The Irish Times - Wednesday, December 2, 2009
A Galway eye surgeon has described as “unprecedented” the rise in the number of cases of an eye condition which he says can be directly attributed to people staring at the sun during recent events at the Knock shrine.
Dr Eamonn O’Donoghue, a consultant ophthalmologist surgeon in University Hospital Galway, says the hospital would usually see one case of solar retinopathy “at most” per year.
However, this year there have been five such cases, all of which have been linked to events at Knock.
Dr O’Donoghue said people needed to be warned of the condition as it was “potentially very, very dangerous” and could cause long-term damage to the most vulnerable part of the eye.
“These people came in because they have had a significant reduction in their vision and they could very well be a smaller representative sample,” Dr O’Donoghue said, adding that two of those who had presented to the hospital had also reported that other members of their families had suffered visual damage.
“It can potentially lead to blindness with prolonged exposure,” Dr O’Donoghue said. While he was unaware how the events were organised, he said, it would be “profoundly irresponsible” for anyone to encourage people to stare at the sun.
About 10,000 people attended a supposed apparition of the Virgin Mary at the Knock shrine in Co Mayo on October 31st. At this, and at a similar event on October 11th, people claimed to see the sun shimmering, changing colour and “dancing in the sky”.
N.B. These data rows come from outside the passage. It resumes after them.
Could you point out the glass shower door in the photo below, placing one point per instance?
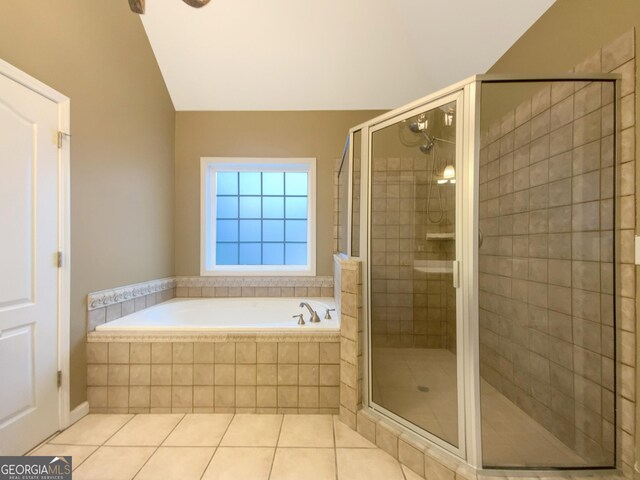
(415, 372)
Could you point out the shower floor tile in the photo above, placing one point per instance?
(219, 446)
(509, 435)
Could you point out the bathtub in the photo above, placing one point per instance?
(239, 315)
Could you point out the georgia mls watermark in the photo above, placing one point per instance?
(35, 468)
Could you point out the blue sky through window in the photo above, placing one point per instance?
(261, 218)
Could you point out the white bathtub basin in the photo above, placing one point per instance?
(227, 315)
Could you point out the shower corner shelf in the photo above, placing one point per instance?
(441, 236)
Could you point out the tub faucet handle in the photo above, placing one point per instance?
(314, 315)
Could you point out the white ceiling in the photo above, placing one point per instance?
(327, 54)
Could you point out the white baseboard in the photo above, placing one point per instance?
(78, 412)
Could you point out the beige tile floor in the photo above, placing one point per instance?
(509, 436)
(221, 447)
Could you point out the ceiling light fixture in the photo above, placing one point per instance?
(137, 6)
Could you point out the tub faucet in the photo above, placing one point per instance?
(314, 315)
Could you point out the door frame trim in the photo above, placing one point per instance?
(64, 223)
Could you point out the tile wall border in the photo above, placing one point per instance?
(104, 298)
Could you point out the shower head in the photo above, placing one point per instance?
(415, 127)
(427, 146)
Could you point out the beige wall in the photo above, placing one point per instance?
(122, 119)
(257, 134)
(569, 32)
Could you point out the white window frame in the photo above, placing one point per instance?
(208, 167)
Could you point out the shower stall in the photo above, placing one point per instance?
(484, 216)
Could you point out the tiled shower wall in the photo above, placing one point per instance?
(411, 307)
(546, 265)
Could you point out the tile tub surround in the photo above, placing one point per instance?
(244, 373)
(555, 361)
(115, 303)
(254, 286)
(107, 305)
(351, 328)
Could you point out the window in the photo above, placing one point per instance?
(258, 216)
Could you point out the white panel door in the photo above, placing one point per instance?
(29, 225)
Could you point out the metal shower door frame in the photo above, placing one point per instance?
(454, 95)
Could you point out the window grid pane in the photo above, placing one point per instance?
(270, 215)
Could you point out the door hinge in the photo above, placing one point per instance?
(61, 135)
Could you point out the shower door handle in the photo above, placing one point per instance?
(456, 274)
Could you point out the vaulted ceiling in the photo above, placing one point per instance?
(327, 54)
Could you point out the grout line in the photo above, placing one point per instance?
(218, 445)
(103, 443)
(275, 450)
(335, 444)
(157, 447)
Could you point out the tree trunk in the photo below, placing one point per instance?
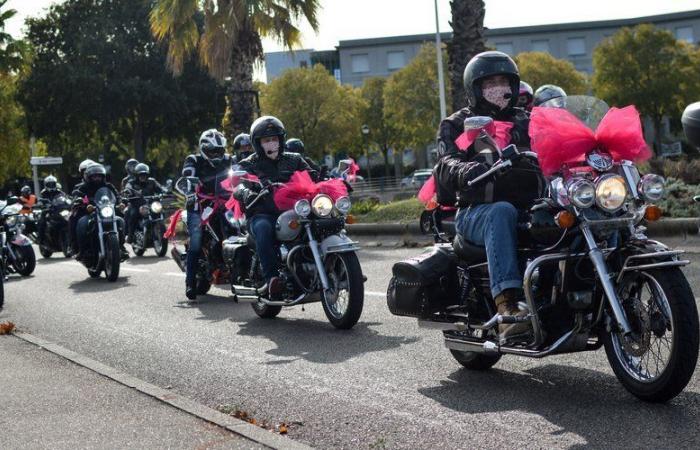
(467, 40)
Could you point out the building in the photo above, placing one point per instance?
(362, 58)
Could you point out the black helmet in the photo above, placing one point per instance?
(50, 183)
(484, 65)
(295, 145)
(130, 165)
(266, 126)
(548, 92)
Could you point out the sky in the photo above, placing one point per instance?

Another apparition has been forecast by visionary Joe Coleman for this Saturday at 3pm. Attempts to contact Mr Coleman last night were unsuccessful.
Solar retinopathy, or eclipse retinopathy as it is also known, affects the macula and can cause a significant reduction in vision.
It can also lead to altered images, altered colour perception and blind spots.
While most people will recover their vision within six months, solar retinopathy has the potential to have a long-term degenerative effect on the retina.
He said that reports of people seeing colours dancing in front of the sun could also be explained by the condition, describing it as “sort of a cheap trick”.
“If you stare at the sun for long enough you’re going to get some visual disturbances. Not only will you get reduced vision but also a condition called metamorphopsia,” he said, adding that this could explain such visual alterations.
“Since the time of Galileo people have known that looking directly at the sun can do damage to your eyes,” Dr O’Donoghue added.